Aquella noche, una de las cantantes del “Auria” puso enfermo a Pepe Núñez y “La Noche es Joven” fue de lo más romántico, para mí… Abrí los teléfonos para complacer a los oyentes con su música… Se acaba de estrenar “El Graduado” y Simon and Garfunkel comenzaban a estar de moda…

—- Buenas noches, ¿Cómo te llamas?

—- Marcela…

—- ¿Y qué haces despierta a estas horas?

—- Esperar por ti… Quiero saber si la voz se corresponde con el cuerpo de hombre que imagino…

—- Mas o menos…

—- ¿Me podrías poner “Missis Robinson”?

—- Eso está hecho…

Aquella conversación terminó entre sábanas de seda, con su boca recorriendo por primera vez todo mi cuerpo y causando torbellinos de infinito placer…  Pero nunca más vi al desnudo la maravillosa beldad de la joven Marcela, a la que el cáncer puto se llevaría un año y pico más tarde al espacio… cuando mi voz ya sonaba a través de la Radio Popular de San Sebastián, por las mañanas.
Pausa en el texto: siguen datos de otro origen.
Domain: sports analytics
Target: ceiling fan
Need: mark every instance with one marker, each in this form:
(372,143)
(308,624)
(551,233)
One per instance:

Aquella vez,  sonó en su honor “The sound off silence”, ya sabes, la  de Simon and Garfunkel

(4) Comentarios

  1. Un relato bien contado de unos tiempos en los que seguramente todo tenía su secreto y su cotilleo. Las canciones de hoy ya no provocan.

  2. Ya me acuerdo yo de aquellos tiempos y de las miraditas pícaras de los chicos en la calle del Paseo… Era una de vuestras oyentes, me acuerdo perfectamente de «la noche es joven» y los vaciles que metíais… ¡Qué jóvenes éramos!